The total bill for the plane will come to about $69,360 by the time the tour ends later this month. Taxpayers will absorb about 80 percent of the cost.

Hillary Clinton’s publisher, New York-based Simon & Schuster, will reimburse the government the amount of a first-class air fare ticket for each leg of the trip for both Hillary Clinton and her two aides.

That reimbursement would total between $11,958 to $16,164, based on fares quoted by several airlines.

That would leave taxpayers to absorb between $53,196 (77 percent) and $57,402 (82 percent) for the flights. The Secret Service protection the first lady is always provided would be extra.

“The security comes at some expense to the taxpayer and we regret that, but the Secret Service made a recommendation and we listened to them,” said Neel Lattimore, deputy press secretary for Hillary Clinton.

However, there is a precedent for presidents’ wives using government planes for personal book tours. Barbara Bush used a military jet, at taxpayers expense, to promote her book about the Bush’s dog Millie, which became a best-seller.
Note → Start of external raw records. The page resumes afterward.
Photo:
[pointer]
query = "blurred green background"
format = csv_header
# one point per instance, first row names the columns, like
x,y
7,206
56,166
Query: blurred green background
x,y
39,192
But in an atmosphere of cost-cutting and budgetbalancing, critics said Hillary Clinton should have found a less expensive alternative than the $2,890-an-hour Air Force plane.

David Keating, executive vice president of the National Taxpayers Union, a nonpartisan group that advocates lower taxes, said Hillary Clinton could have chartered a jet or done live video presentations.

Using the Air Force jet “is the most expensive way to tackle this,” Keating said.

The exact cost of the trip won’t be known until some weeks after the final leg of the tour is complete, Lattimore said.

But based on information from airlines, the first leg of Hillary Clinton’s tour, which took her to Arkansas, Michigan, Illinois, New York and Boston in early January, involved about 10 hours of flying time. That means the trip cost about $28,900.

The second leg of the tour, scheduled for early February, stops in Denver, Los Angeles, San Francisco and Dallas. The trip involves about 14 hours of flying time, based on airline information, meaning the second leg will cost about $40,460.